# craftsman push mower



## 2mcgrath (Oct 10, 2003)

i bought a new craftsman push mower last year with the honda motor.i used it about 3 months to finish out the season.i got it out this year to start the season and it ran alittle while then started backfiring then died,wouldnt crank back.changed plug fired right back up ran awhile done the same thing again.so i took the carb off cleaned it,put a new plug in ran awhile done the same thing.took it back to sears for warranty to see if they would fix it.so they sent it off, guy calls says needs carb cleaned and that it wasnt covered under warranty would be $100 bucks.i said hell no send it back.so i went picked it back up.checked the carb again installed new plug done the exact same thing.so im starting to think the ignition is going out.and i think only reason they said it was the carb is because they didnt want to do the warranty work without getting paid.needless to say i will never buy anything from sears again.because i know for a fact there was nothing in the carb because i cleaned it before i took it to them.you guys got any idea's what could be wrong with it.i fix my own lawnmowers all the time but this one has me stumped.ive also drained the tank several times but no help


----------



## 30yearTech (Sep 14, 2006)

Did you replace the air filter? If the air filter is restricted it will make your engine run rich and the spark plug will foul after a short time. The air filter may not look particularly dirty, but can be plugged with microscopic dirt particles. If you have not replaced the filter, then that is what I would try.


----------



## justin3 (Apr 10, 2007)

Is your fuel switch on or clogged up?


----------



## 2mcgrath (Oct 10, 2003)

well the airfilter looked allright but i could change it and try it.and the fuel switch was clean i took it off and blowed it out.i tried running it without the airfilter didnt seem to help.but i could try a new filter


----------



## 30yearTech (Sep 14, 2006)

Be sure to replace the spark plug when you install a new air filter, this way you can tell if the filter makes a difference on the life of the plug.

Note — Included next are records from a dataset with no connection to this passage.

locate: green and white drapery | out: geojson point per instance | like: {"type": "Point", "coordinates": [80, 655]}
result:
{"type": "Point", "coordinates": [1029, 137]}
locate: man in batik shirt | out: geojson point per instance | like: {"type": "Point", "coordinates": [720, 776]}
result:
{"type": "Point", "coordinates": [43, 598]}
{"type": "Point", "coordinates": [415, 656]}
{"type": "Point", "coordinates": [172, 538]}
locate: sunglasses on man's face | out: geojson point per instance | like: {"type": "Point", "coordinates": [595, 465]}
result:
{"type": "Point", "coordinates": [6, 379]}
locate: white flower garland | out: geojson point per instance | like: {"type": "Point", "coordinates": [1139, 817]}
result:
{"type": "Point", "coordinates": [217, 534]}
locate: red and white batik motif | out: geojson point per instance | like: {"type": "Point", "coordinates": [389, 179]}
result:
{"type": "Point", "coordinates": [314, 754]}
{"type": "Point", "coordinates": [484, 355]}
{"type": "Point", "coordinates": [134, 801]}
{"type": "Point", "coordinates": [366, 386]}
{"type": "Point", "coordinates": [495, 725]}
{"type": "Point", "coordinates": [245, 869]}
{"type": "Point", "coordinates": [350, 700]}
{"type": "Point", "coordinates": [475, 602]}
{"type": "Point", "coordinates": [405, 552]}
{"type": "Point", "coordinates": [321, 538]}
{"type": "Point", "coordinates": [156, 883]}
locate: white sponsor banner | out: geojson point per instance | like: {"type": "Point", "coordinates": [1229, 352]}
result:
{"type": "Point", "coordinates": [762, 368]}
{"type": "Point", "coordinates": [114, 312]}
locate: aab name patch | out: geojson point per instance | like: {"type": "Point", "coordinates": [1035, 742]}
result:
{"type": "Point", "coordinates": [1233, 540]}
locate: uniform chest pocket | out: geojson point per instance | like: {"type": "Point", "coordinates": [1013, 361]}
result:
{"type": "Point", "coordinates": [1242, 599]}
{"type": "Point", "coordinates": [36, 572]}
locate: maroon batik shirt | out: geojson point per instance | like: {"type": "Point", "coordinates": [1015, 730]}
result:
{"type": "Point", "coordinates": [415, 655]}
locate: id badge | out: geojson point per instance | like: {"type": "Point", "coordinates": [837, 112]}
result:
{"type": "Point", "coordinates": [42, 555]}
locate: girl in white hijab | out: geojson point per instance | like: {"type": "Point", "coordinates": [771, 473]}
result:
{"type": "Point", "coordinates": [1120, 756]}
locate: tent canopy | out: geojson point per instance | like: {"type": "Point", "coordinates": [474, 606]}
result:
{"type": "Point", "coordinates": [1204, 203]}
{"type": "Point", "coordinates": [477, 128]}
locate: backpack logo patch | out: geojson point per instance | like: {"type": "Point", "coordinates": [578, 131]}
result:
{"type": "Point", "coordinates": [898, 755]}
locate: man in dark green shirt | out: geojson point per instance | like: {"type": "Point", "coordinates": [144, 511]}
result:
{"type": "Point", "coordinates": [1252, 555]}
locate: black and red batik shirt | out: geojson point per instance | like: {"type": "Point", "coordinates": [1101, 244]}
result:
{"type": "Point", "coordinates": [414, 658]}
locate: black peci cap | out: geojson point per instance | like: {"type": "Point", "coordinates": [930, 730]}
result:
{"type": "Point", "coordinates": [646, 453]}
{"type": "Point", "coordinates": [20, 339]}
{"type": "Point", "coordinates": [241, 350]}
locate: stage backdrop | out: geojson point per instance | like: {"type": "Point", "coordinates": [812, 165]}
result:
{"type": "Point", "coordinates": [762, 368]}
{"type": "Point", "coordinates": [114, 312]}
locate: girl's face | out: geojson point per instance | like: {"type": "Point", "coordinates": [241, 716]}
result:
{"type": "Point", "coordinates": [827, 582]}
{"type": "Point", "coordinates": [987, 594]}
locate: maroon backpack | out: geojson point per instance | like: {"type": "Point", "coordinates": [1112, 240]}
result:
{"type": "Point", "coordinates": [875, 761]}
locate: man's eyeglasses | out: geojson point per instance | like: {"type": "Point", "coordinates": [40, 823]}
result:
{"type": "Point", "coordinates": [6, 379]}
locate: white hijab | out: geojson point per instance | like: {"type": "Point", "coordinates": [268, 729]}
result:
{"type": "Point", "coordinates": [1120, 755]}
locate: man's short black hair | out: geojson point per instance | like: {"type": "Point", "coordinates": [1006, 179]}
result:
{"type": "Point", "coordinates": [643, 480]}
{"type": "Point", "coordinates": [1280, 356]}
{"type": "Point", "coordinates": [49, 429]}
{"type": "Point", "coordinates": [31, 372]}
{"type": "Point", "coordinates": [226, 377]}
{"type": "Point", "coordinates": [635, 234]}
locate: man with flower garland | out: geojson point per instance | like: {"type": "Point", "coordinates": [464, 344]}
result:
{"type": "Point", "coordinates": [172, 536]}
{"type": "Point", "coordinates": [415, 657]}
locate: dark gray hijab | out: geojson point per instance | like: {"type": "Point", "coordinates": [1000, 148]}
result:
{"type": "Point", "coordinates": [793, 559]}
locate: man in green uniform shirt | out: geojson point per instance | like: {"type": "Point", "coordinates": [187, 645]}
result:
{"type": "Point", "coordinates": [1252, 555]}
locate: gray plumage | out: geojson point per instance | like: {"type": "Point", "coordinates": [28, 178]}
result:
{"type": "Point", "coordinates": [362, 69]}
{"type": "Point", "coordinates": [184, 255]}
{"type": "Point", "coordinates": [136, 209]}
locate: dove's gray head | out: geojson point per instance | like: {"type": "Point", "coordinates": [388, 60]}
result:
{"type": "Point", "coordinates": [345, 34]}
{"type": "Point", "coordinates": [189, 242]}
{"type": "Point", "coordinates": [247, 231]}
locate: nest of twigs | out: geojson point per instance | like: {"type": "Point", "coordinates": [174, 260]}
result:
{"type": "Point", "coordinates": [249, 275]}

One other thing to check is the valve lash, incorrectly set valves can cause problems also, but I don't think it would be a problem with the ignition, unless the flywheel key is bent or sheared.


----------



## justin3 (Apr 10, 2007)

Bring it down to your local repair dealer, sears is very expensive, my local dealer only charges $30 for carb cleans so I would check around if you can't figure it out yourself.


----------



## jetrail (Dec 7, 2005)

this might sound off but try to check for water in the gas i just sold a murray ad the thing was giving me fits getting it ready to be sold , would run , backfire some and pop ect then die anter cleaning the carb and checking the bowl about 5 times i finally got all the water out of the thing by running a little dry gas in there too , so it might help


----------



## 2mcgrath (Oct 10, 2003)

yeah i will keep fooling around with it to see if i can get anywhere.i thought it had water in it myself but have drained the tank and carb several times to no aval.


----------